Durante o discurso, ao lado do secretário Breno Carnevale, o prefeito criticou a postura do governo do estado no enfrentamento à violência, em mais um embate com o governador Claudio Castro.

— Ao longo das últimas décadas, o Rio tem passado por sucessivas experiências de governantes, especialmente governadores, que prometem resolver esse problema. Infelizmente, o que a gente vê é a situação cada vez mais piorar.

O prefeito pediu ainda que os guardas não se intimidem diante da criminalidade.

— Não se curvem a bandidos. Não se curvem a delinquentes. Nós estaremos do lado de vocês para fazer com que a lei valha.
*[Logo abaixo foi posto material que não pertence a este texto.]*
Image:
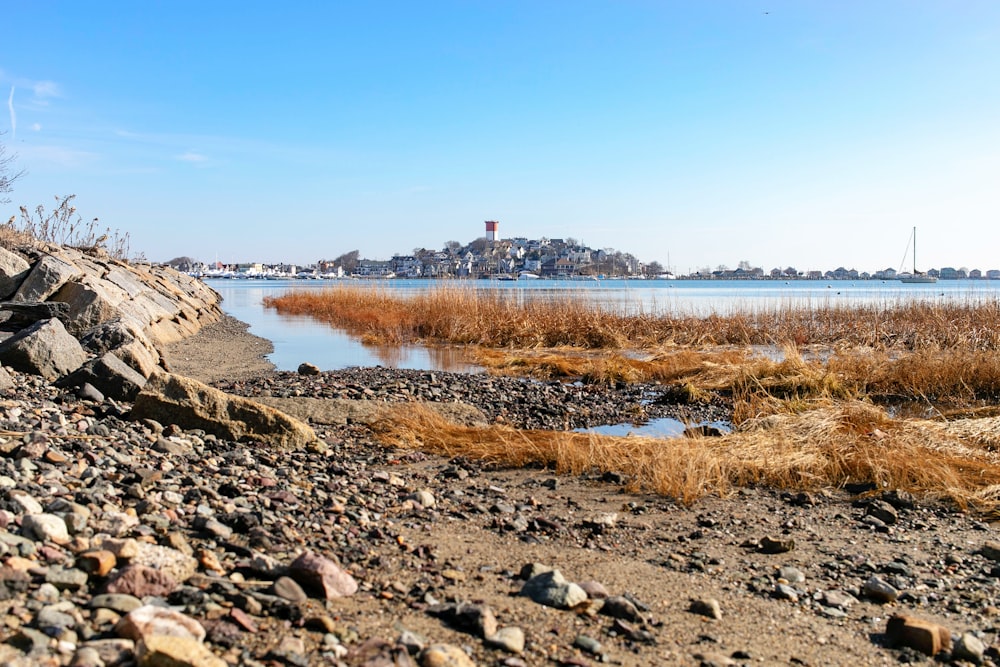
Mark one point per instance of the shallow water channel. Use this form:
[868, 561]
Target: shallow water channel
[301, 339]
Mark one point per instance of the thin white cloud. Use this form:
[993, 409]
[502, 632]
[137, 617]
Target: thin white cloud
[59, 156]
[44, 91]
[13, 115]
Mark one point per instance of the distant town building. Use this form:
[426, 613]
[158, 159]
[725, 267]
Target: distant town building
[492, 230]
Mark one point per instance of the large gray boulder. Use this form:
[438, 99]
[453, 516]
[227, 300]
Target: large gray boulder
[127, 341]
[45, 348]
[13, 270]
[110, 375]
[90, 302]
[46, 277]
[173, 399]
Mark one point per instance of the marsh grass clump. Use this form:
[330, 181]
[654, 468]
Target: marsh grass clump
[62, 225]
[804, 386]
[909, 350]
[840, 443]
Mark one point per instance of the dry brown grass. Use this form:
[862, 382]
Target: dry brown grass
[915, 350]
[465, 314]
[804, 412]
[836, 444]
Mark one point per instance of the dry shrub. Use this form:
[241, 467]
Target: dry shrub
[828, 447]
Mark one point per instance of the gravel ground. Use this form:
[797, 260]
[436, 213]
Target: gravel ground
[439, 550]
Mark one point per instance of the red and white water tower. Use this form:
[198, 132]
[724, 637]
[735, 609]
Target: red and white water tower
[492, 230]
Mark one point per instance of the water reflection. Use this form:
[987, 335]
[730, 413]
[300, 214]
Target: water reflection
[299, 339]
[664, 427]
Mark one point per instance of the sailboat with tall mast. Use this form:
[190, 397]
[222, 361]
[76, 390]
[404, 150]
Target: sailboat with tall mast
[916, 277]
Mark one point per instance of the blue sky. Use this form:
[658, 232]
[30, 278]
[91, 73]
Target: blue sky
[811, 134]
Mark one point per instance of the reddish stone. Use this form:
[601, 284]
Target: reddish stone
[141, 581]
[321, 575]
[98, 562]
[924, 636]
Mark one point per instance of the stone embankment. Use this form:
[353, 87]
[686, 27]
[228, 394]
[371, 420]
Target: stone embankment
[82, 317]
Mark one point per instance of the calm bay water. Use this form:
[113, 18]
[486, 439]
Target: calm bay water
[300, 339]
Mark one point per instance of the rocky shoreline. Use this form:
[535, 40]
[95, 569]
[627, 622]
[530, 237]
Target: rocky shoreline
[120, 532]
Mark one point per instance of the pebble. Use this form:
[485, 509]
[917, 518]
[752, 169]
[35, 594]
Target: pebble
[444, 655]
[509, 639]
[552, 590]
[149, 620]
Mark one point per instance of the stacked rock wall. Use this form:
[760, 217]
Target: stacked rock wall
[111, 308]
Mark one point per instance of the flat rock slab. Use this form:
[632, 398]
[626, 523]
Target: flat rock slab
[172, 399]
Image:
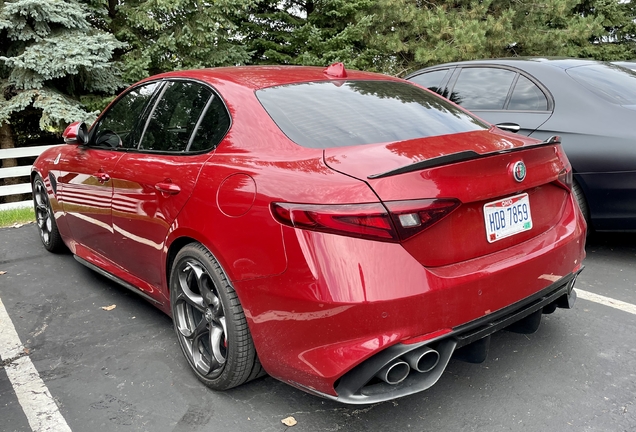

O delinquente deve ser, sempre que necessário, imobilizado, neutralizado, para que ele não aja às custas da sociedade.

Paes também reconheceu o peso emocional que recai sobre as famílias dos agentes. E falou sobre o descrédito da população em relação à segurança pública:

— A população do Rio chegou a um momento em que parou de acreditar na possibilidade de a gente reverter essa situação. É possível. Dá para fazer. Mas não está nas costas de vocês sozinhos. É responsabilidade de todos, principalmente dos homens públicos, dar as condições para as forças policiais trabalharem com respeito, dignidade e condições adequadas.